The Poison is the Medicine: How Sex and Drugs Saved My Life (and Could Save the World), with IMA-CS graduating student Britta Love. Sensual pleasure and psychedelic medicines were the powerful catalysts of expanded consciousness that facilitated my own journey, from addiction and neurosis to healing and spiritual opening. There is now ample medical, scientific, anthropological and historical evidence that these are indeed powerful and potentially transformative tools – if often misunderstood and misused. Using a combination of personal story and academic research I’ll argue that, just as it was for me, the intentional use of psychedelic plants and sexual intimacy could be exactly the rocket launch to embodied consciousness that Western society needs, sending us to the heart of healing and holotropic states – examining deep trauma and reconnecting us to ourselves, each other and the earth.
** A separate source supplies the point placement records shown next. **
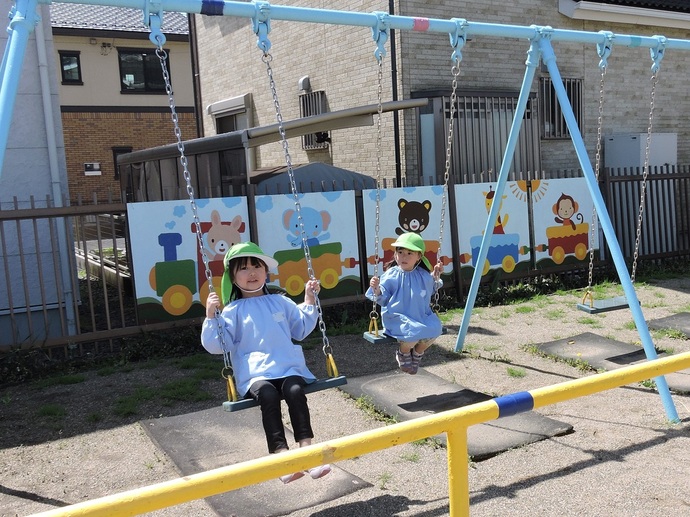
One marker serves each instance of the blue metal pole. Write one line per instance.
(21, 25)
(532, 62)
(549, 59)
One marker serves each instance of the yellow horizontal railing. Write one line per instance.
(454, 423)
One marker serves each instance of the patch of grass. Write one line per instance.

Rosie’s Second Shift: The Domestic Lives of Women Workers During World War II, with IMA graduating student LisaMary Wichowski. Rosie the Riveter is the quintessential icon of the World War II home front. Her image has been used countless times as an expression of feminist agency. The image we associate with the name is ubiquitous, paraded for Halloween, or trotted out whenever a female celebrity such as Madonna or Beyoncé wants to affirm their feminist credibility. Though she is most known as an industrial worker, Rosie, like working mothers of all generations, had a double shift every day, first on the munitions assembly line and then at home caring for her family. The war disrupted family ties, removing hands able to help out around the house, but there were few options for childcare when even the education system worked in shifts. Rationing and shortages hit hard and shopping was made all the more difficult by long work hours and short store hours. Finally, housing was in short of supply, just as everything else was. How did women cope with these challenges then? What institutional supports did they have? Finally, how can we apply the lessons of that era to help working women today?
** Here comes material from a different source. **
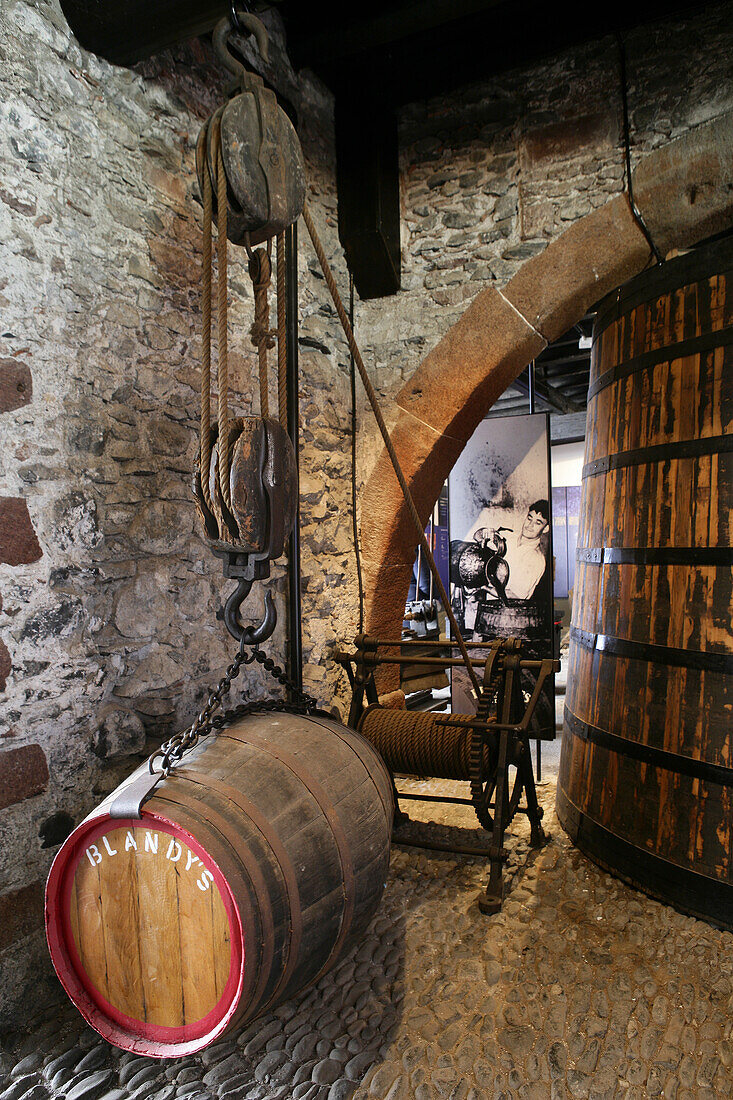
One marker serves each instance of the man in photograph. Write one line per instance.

That’s Just How She Is: Using Improvisational Techniques to Cultivate an Integrated Self, with IMA graduating student Amelia Bane. Find out how improvisational play can help strengthen your mind/body connection and cultivate an embodied sense of self. This presentation will include an abbreviated version of the improv workshop I developed as part of my final product.
TV Rots Your Brain: How Marketing and Convenience Influences Taste, with HAS graduating student Jenn Arlia. Expanding on a chapter from my thesis, I will present (a bit more candidly) the roles convenience and visual marketing play in our perception of food and healthy eating habits. In a slideshow of original photographic images, I reimagine the way we look at television commercials, branding, and nutritional science.